Thinking: Or was I Scheherazade?
Telling stories in order to live?
Even if they were not my stories. They weren’t, but I owned them. They could have called the column “Knucklehead News.” No Professor Moriarty among any of them. No Goldfinger. No Dr. Sivana, who called Captain Marvel a “Big Red Cheese.” No Meyer Lansky. No Frank Costello. Absolutely no master criminals. My people were dumbbells all. The smart guys made page 3. But oh, how my guys made me laugh.
She tamps out the cigarette, stands, and shuffles on slippered feet to the bathroom. The shower does not wash away her melancholy. She remembers the feelings that engulfed her after her husband died. Poor Willie. Cancer at fifty-eight. All through the weeks of mourning, she felt like a dot. The kind of period that ends a sentence. And then the newspaper saved her. Again.

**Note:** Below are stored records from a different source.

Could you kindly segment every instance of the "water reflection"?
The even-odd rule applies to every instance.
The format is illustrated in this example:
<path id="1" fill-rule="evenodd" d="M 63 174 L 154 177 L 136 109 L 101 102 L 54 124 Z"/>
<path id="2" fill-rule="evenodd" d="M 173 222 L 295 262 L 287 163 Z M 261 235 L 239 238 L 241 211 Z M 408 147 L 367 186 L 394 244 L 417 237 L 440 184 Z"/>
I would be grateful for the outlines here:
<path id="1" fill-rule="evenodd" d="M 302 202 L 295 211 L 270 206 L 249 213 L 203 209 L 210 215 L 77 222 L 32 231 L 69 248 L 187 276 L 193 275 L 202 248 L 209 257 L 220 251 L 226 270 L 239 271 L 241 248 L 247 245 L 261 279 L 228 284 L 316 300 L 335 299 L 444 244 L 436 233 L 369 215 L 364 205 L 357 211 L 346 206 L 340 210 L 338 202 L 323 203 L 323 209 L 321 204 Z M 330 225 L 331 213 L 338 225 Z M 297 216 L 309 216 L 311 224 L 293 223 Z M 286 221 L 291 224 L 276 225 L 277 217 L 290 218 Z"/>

Sam saved her. Again. The guys on the copy desk saved her. The endless cast of “Vics and Dicks” saved her.
Now…
Drying herself, she is filled with gratitude for what they gave her. They still surround her in the apartment as she dresses in ski pants and wool sweater. Even the ones who got away. The white jerk in Sunnyside with the cape and the wild eyes, raving about killing Obama, and the cops lock him up for disorderly conduct and find eight Glocks and three automatics in his house. I had him for three hours and then they took him up to the front of the paper. She sees another white dumbbell, blond, handsome, in his twenties, a real Amurrican guy, and his real Amurrican blonde wife, with what used to be called an Ipana-toothpaste smile, and how some black guy in a mask carjacked them, and forced them to drive to the Poconos, where the couple had a second home. The masked black dude tied him up, the husband says, then slashed his wife’s throat and breasts while he was forced to watch. She bled to death. The cops listened to the tale for about eight minutes and then locked him up for murder. I lost him too.

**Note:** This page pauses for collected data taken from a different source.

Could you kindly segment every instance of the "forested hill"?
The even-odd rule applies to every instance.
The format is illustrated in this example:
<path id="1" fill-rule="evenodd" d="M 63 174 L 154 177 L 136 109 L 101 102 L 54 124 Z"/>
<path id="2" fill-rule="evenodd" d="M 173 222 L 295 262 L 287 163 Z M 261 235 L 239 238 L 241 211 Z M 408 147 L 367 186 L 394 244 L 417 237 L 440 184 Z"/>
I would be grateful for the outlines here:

Just last week, a knucklehead fresh out of Rikers sticks up an apartment where some woman deals heroin. He’s got the Rikers Island jeans on, the belt taken away on Rikers to prevent suicide. The jeans sliding down toward the crack of his ass, always being yanked up. He runs out with the stash, hears people on the stairs, runs for the roof, the jeans fall to his knees, and he goes right off the roof. Four stories to the yard. Moral of the story: Always buy a belt before sticking up a smack dealer.

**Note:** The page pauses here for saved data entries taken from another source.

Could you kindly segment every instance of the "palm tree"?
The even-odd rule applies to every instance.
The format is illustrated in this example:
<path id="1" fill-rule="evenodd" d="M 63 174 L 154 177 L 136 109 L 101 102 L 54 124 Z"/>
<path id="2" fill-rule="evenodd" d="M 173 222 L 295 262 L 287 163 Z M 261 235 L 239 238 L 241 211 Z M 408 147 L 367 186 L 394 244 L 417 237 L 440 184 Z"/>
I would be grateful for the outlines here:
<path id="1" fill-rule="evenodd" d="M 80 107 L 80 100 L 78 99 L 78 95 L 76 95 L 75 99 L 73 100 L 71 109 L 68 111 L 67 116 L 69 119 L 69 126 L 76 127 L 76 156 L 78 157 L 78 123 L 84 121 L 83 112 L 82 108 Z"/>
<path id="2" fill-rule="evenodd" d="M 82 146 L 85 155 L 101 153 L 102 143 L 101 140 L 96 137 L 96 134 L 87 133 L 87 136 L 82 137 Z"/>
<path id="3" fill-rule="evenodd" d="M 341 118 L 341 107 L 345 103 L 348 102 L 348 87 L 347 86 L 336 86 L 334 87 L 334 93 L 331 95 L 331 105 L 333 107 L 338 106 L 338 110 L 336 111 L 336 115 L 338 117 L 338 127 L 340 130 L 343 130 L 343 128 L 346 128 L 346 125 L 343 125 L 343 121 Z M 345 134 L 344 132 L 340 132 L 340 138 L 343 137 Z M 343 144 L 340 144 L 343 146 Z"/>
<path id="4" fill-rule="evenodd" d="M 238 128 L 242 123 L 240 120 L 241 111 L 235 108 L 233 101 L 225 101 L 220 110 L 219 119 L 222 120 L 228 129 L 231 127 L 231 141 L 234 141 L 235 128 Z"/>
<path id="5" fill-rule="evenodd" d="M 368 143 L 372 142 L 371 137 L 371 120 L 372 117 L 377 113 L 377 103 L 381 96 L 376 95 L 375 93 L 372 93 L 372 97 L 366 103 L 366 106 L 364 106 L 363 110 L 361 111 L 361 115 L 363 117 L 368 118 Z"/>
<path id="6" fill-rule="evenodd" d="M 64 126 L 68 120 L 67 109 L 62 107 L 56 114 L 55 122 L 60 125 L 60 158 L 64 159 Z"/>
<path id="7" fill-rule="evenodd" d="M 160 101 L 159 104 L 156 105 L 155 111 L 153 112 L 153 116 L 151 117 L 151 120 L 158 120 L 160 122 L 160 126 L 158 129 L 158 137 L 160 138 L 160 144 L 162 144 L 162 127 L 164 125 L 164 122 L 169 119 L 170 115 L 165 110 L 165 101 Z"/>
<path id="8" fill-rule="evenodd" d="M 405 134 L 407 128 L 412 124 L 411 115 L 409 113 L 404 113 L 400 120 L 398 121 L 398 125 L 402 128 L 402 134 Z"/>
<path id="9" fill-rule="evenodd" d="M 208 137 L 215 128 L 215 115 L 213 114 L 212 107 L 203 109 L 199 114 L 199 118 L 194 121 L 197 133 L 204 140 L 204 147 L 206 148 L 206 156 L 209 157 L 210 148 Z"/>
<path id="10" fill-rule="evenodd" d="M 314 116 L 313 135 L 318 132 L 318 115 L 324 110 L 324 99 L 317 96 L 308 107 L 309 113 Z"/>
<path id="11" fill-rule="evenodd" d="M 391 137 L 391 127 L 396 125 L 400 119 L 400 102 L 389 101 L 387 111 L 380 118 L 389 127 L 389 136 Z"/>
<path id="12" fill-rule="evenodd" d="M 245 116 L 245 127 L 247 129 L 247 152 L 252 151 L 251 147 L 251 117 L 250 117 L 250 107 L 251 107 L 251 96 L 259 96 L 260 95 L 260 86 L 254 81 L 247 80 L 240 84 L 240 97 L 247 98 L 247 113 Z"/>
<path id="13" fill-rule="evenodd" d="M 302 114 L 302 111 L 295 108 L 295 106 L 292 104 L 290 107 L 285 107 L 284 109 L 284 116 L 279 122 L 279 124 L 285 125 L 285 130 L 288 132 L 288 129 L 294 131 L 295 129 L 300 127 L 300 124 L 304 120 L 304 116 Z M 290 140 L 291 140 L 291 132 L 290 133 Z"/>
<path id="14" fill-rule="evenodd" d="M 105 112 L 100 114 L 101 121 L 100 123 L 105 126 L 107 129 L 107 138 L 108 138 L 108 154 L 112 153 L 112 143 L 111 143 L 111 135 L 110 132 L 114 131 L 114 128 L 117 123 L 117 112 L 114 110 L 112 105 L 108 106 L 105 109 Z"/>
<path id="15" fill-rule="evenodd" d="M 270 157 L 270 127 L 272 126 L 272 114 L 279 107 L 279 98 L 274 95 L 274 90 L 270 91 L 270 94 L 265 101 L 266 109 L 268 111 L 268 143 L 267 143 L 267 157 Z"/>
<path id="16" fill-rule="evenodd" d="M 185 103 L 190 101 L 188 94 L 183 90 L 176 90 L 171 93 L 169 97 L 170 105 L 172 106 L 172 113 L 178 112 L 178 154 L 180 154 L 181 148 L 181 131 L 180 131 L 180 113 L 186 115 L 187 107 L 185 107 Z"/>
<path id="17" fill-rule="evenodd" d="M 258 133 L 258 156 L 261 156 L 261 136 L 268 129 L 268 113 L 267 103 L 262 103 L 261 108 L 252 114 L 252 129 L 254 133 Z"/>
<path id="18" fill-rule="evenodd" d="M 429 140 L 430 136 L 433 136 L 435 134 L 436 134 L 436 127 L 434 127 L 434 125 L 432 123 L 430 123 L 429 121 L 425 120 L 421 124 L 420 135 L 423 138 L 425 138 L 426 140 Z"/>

She sees them all as minor players in an endless demented version of A Chorus Line… One after the other. The game of Can You Top This? Saying that they didn’t mean to do it. Saying it must have been some other guy. Saying that God told them to do it. A theater would be too small for all of them. They could fill stadiums. All of them proving the theory of original sin. Their tale without end better than anything by Saint Paul or Saint Augustine, John Wesley or Pascal. Like people in traffic court, all of them pleading Guilty, With an Explanation. The title of every human being’s autobiography.